Greenwood Lee is a Grade II* listed building in the Calderdale local planning authority area, England. First listed on 1 November 1961. A Georgian House. 5 related planning applications.

Greenwood Lee

WRENN ID
buried-belfry-moon
Grade
II*
Local Planning Authority
Calderdale
Country
England
Date first listed
1 November 1961
Type
House
Period
Georgian
Source
Historic England listing

Description

Greenwood Lee is a large yeoman clothier's house, with a porch dated 1712, likely contemporary with the whole building. It is constructed of dressed stone with a stone slate roof and rises two storeys.

The house follows a three-room through-passage plan, forming an F-shape to the front and T-shape to the rear, with a kitchen wing set at right angles to the hall. All ground floor windows feature deep chamfering with cavetto mullions, arched lights and sunken spandrels. The service end displays a five-light window with a six-light flat-faced mullioned window above.

The gabled porch is a notable feature, with copings, kneelers and carved pineapple finials, a weathered plinth, and a scrolled plinth to the doorway with a richly moulded architrave. A date plaque above the doorway is inscribed "R G S" and records "Robert and Grace Sutcliffe 1712". The doorway itself now forms a two-light window, having been altered, and is protected by an early 20th-century glass and wood porch. The porch chamber above contains a double chamfered mullioned and transomed stepped window of three over five lights, with a hoodmould featuring decorative stops.

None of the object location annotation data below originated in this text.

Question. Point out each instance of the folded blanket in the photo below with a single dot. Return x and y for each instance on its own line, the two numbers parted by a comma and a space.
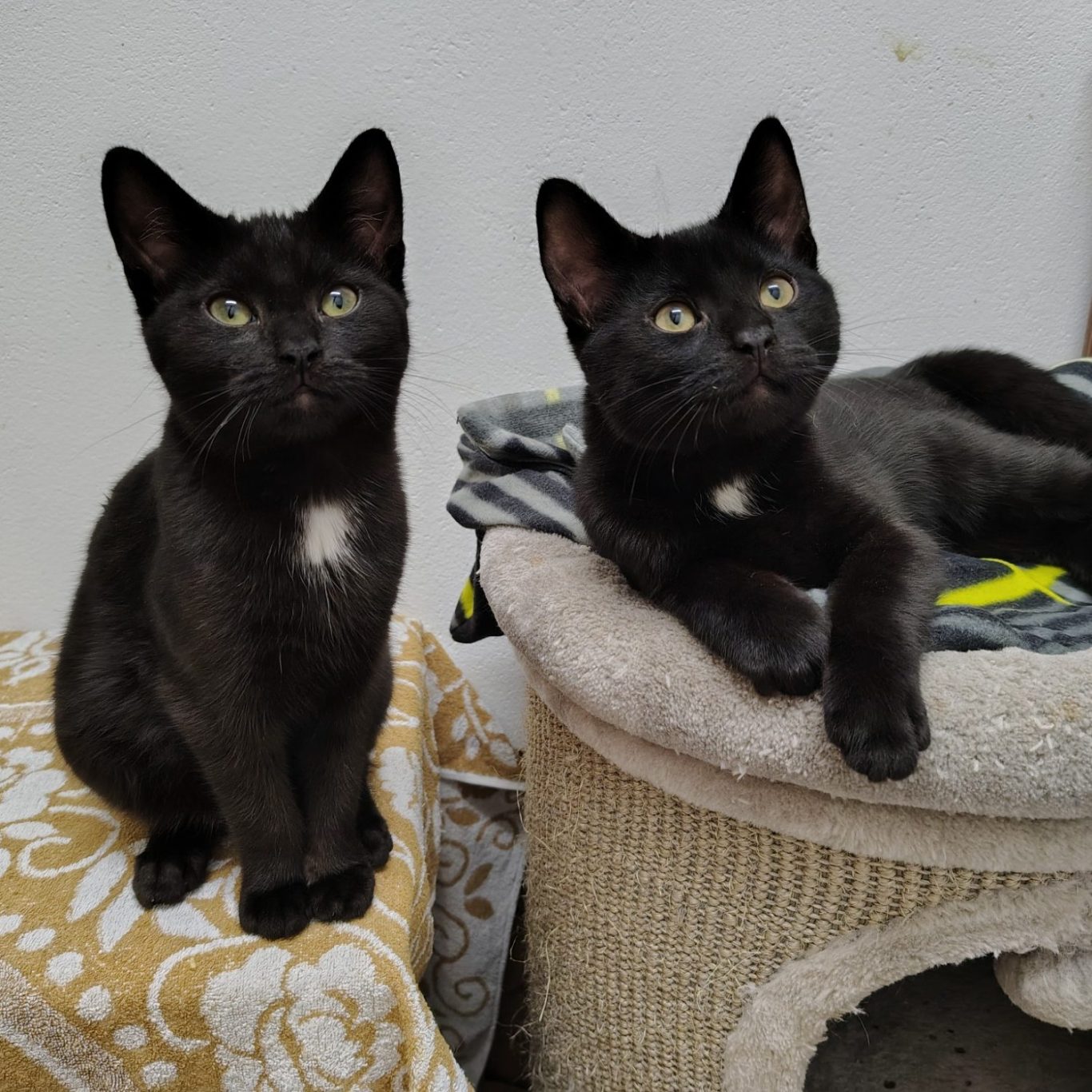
519, 452
96, 993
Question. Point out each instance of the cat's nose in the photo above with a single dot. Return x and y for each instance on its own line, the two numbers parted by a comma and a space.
301, 355
755, 341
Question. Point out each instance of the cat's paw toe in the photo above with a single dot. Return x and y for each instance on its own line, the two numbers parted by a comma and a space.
879, 739
282, 912
793, 680
885, 760
342, 897
163, 880
377, 842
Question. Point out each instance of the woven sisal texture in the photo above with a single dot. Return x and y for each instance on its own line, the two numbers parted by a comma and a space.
648, 919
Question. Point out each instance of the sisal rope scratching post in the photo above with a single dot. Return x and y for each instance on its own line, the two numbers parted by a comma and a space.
707, 885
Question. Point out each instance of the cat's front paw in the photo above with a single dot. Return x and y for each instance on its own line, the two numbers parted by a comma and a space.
879, 733
788, 653
342, 897
282, 912
165, 877
376, 838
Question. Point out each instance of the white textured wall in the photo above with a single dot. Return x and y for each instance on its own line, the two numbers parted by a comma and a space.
947, 151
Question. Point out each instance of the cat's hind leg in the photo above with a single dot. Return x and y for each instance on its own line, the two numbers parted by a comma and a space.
175, 861
1008, 394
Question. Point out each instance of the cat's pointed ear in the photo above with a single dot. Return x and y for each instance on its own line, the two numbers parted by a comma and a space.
363, 202
584, 250
767, 194
154, 221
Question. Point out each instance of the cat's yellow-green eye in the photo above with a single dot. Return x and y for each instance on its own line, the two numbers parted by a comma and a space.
776, 292
230, 311
675, 318
339, 301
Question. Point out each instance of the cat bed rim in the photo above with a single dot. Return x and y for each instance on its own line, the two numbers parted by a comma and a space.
1012, 730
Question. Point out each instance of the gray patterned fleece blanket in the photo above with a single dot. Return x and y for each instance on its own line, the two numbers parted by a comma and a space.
518, 454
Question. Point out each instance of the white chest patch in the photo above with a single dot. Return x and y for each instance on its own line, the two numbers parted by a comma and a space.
734, 498
325, 528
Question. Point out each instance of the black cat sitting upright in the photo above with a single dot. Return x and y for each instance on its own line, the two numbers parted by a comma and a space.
225, 668
723, 476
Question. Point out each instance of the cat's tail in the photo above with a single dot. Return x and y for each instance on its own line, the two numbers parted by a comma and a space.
1009, 394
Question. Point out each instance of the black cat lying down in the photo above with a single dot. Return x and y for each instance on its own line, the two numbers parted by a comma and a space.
723, 476
225, 668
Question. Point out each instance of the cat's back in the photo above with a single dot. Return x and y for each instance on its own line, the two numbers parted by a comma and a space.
106, 623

The housebody has a seven-light window, with a two-light flat-faced mullioned window to the left of a six-light double chamfered mullioned window on the first floor. The parlour wing breaks forward and features a five-light window with a matching five-light double chamfered mullioned window above. It has a coped gable with kneelers and ball finials. The right-hand return wall of the wing contains an extruded stack with rainwater spouts flanking a six-light chamfered mullioned window with a four-light window above on the first floor. A large extruded stack rises to the rear gable of the wing. The rear kitchen wing has a coped gable with kneelers and ball finials, and contains seven-light and two-light chamfered mullioned windows with arched lights, sunken spandrels and cavetto mullions, with a six-light double chamfered mullioned window above on the first floor. The service end rear has a doorway with a deeply roll-moulded surround, a two-light flat-faced mullioned window above, and a three-light cavetto-moulded mullion window with a five-light window above, the latter featuring arched lights and sunken spandrels. Three stacks rise to the ridge.

Interior features include a wide segmental arched fireplace in the housebody with cyma-moulded surround and scrolled stops. The entrance hall contains an open-string staircase with risers treated as imposts and paired turned balusters to each riser; a similar copy exists in the housebody. The parlour has an elaborate Victorian marble fireplace and moulded plaster ceiling, while the chamber above has a coved plaster ceiling. The porch chamber retains its original fireplace with stop-chamfered surround.

A significant feature is the narrow full-height space, now a cellar, which divides the service end from the main house, probably from around 1780. This space formerly housed a waterwheel set in a sunken pit with overflow and channel, believed to have powered textile machinery used in an adjacent first-floor room. The rear wing contains a wide segmental arched fireplace with large skewbacks and cyma-moulded surround.

Greenwood Lee is perhaps the latest of the 17th-century type of clothier's residences in the Upper Calder Valley exhibiting an F-plan, and is the only known house in the area that possessed its own waterwheel.